AGLINE
A young woman’s emotionally distressing childhood, fuels her depression, affecting all areas of her life and she must decide to seek help before it’s too late.
SYNOPSIS
Ellie is a young woman struggling with depression. On a cold Montréal spring day she attempts to leave her apartment but is overwhelmed with the world outside. Not ready to take the step she retreats to the safety of her home.
Ellie was born in London, to an English father and French mother, but after a turbulent divorce, the shared custody had her splitting her time between Paris and London. Young Ellie was caught in the middle of her parent’s fighting and expected to choose a side, and when she didn’t the anger would directed towards her. By the time she turned nineteen, she moved to Montréal to escape, but her past followed her and repeated itself time and time again in her own relationships, spiraling her into a deeper depression.
As Ellie’s depression continues to worsen, she withdraws further and further from society. She takes a job that allows her to work from home. Her anxiety attacks are more frequent and the façade of being alright which she had been able of to uphold starts to crumble. She loses contact with her friends. Leaving her apartment becomes increasingly difficult and she sinks deeper into solitude and severe depression. She’s tired all the time, barely sleeps or sleeps too much, dreads the beginning of each new day, and no longer recognizes herself. She often feels angry at herself, her parents and at her friends, for their lack of understanding of her experience.
Everything is weighed down with the constant reliving of trauma and self-loathing. Every moment of every day becomes too much to bear. Frightened by her thoughts, Ellie finally decides she needs to do something, and very reluctantly seeks the help of a therapist.
On the day of her first session, a hesitant Ellie waits for her first phone call from her new therapist. Anxious and apprehensive about her call, she nearly cancels the appointment, ends up missing the first call, but answers when the therapist, Doctor Lévesque, calls a second time.
The conversation with Doctor Lévesque reveals what Ellie has told him in her email prior to their call: In addition to depression and anxiety, she’s been feeling like a burden to those who love her, everyone would be better off if she were gone, feelings of being trapped and needing to escape. By the end of the session, Ellie is weeping. Feeling badly was one thing, but hearing her thoughts discussed aloud was excruciating.

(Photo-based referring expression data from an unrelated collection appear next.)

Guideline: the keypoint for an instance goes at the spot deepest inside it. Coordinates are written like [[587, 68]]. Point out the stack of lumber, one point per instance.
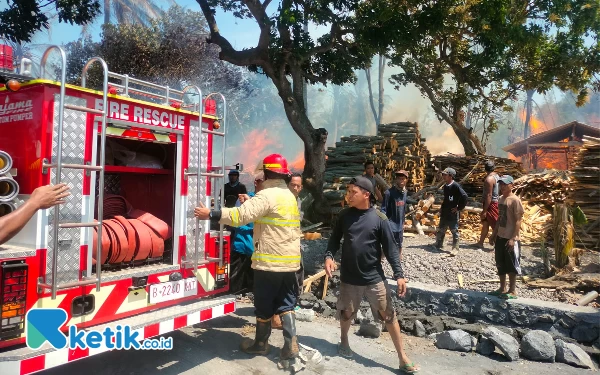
[[586, 191], [546, 188], [396, 146], [472, 167]]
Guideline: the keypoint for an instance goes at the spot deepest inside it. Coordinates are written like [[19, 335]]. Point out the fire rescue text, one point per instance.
[[143, 115]]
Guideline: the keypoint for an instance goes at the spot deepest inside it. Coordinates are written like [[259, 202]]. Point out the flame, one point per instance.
[[537, 125], [444, 142], [298, 163]]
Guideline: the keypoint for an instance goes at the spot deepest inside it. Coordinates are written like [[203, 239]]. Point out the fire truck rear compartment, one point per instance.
[[151, 190]]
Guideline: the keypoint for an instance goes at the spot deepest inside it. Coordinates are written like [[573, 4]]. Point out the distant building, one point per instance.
[[552, 149]]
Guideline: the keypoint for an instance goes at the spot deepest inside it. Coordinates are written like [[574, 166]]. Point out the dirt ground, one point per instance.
[[212, 348], [421, 263]]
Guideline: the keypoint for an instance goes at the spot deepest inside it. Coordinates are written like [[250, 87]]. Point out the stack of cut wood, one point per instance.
[[472, 167], [586, 191], [547, 188], [396, 146], [535, 220]]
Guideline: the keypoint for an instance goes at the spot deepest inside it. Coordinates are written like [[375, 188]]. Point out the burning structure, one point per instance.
[[552, 149]]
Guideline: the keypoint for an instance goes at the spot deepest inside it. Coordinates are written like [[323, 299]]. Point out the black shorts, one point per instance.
[[507, 258]]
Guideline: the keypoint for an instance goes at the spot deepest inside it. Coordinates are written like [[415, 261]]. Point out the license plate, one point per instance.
[[173, 290]]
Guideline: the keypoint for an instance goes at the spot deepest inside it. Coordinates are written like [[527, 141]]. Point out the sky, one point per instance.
[[241, 33]]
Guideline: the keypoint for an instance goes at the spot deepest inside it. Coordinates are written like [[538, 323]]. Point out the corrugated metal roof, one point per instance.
[[553, 135]]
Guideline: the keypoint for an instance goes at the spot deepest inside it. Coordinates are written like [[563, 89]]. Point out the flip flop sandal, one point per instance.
[[405, 369], [344, 352]]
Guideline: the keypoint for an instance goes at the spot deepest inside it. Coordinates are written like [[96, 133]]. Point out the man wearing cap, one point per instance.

Her mood doesn’t improve immediately, or for days after, but she’s finally sleeping a little better and a week later, she decides to give therapy another chance.

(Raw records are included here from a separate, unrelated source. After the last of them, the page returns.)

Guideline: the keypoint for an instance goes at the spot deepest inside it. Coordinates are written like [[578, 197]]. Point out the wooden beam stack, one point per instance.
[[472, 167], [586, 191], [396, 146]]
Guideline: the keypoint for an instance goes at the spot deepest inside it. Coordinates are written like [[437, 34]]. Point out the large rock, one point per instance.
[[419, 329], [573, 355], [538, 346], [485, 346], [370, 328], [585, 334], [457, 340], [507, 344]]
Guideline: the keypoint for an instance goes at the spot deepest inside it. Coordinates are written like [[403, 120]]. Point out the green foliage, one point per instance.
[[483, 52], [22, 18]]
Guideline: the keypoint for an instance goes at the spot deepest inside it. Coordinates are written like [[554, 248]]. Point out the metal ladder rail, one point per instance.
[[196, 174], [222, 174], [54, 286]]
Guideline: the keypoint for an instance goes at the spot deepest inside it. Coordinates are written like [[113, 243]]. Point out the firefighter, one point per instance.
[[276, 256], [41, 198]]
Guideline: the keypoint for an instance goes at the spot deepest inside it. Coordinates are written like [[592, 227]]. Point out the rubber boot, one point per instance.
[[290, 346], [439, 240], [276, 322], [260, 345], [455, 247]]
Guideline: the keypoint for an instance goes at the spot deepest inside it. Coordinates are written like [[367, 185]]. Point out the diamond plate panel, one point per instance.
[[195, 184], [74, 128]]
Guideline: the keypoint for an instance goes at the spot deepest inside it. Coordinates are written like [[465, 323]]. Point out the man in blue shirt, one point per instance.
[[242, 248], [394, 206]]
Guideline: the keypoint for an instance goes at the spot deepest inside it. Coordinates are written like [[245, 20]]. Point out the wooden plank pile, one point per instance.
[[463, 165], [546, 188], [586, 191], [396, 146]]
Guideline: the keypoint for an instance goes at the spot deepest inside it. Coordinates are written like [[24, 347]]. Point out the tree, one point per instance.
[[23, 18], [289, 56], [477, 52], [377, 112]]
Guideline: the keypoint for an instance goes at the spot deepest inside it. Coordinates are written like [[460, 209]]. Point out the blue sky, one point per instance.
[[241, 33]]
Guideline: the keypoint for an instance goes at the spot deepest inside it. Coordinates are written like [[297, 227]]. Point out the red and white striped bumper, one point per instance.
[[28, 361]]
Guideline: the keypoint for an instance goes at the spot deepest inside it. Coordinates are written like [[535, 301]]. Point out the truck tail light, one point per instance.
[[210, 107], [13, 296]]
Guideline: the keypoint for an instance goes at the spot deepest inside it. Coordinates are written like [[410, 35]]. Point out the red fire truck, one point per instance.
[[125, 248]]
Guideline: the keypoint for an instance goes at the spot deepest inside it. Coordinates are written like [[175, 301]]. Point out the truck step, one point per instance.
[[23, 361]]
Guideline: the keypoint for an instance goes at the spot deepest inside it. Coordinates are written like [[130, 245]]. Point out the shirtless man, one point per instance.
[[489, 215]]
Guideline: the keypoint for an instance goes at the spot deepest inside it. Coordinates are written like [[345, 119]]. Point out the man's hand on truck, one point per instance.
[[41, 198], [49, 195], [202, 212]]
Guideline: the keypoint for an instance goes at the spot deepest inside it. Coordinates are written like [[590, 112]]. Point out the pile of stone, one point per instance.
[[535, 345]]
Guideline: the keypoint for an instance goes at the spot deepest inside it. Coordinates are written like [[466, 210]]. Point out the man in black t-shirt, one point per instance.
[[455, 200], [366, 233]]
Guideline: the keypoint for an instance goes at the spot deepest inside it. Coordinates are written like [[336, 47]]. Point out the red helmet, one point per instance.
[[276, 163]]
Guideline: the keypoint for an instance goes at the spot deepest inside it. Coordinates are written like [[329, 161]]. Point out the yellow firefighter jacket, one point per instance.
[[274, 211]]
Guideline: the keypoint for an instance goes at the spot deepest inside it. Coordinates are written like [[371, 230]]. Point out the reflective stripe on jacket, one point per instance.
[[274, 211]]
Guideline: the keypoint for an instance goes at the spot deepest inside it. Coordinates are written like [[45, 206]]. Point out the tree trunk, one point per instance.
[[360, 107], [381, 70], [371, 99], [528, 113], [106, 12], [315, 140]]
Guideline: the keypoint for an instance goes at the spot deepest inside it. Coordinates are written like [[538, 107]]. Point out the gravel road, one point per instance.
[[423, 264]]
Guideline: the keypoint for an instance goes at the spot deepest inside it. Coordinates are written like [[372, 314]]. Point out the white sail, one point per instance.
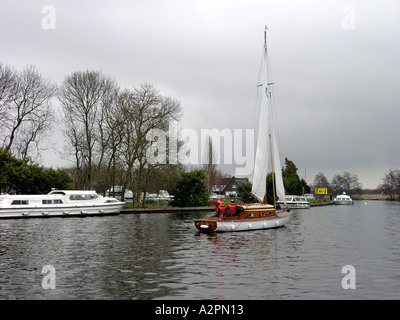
[[266, 127], [261, 165]]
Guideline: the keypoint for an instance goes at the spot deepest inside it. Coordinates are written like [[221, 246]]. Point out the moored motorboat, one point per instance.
[[343, 199], [295, 202], [58, 203]]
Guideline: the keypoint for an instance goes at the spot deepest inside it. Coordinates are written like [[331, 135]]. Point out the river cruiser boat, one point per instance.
[[295, 202], [258, 215], [343, 199], [58, 203]]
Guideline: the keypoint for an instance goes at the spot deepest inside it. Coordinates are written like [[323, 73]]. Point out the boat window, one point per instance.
[[20, 202], [83, 196]]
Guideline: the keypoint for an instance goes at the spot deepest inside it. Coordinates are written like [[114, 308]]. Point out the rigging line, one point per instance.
[[259, 80]]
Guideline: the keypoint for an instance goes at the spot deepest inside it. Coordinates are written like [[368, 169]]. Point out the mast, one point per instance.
[[272, 169]]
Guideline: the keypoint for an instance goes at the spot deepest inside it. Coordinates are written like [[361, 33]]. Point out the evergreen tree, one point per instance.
[[190, 189]]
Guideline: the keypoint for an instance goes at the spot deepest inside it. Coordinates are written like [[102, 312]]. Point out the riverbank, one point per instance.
[[164, 209]]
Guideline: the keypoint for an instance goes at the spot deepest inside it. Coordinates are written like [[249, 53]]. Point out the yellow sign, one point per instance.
[[321, 190]]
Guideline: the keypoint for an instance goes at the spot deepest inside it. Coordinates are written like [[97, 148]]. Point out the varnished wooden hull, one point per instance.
[[253, 218]]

Slowly sessions begin to improve and for the first time, Ellie is getting ready to go out. She descends the stairs to the street again and this time, takes the step and goes out into the city.
Everything is not alright.
Everything is not joyful, or cheerful, or bright.
But she has made progress.
As she stands by the water in Old Montréal bathed in sunshine, she tells the audience via narration, that “Darkness is just the absence of light, and the light always returns”.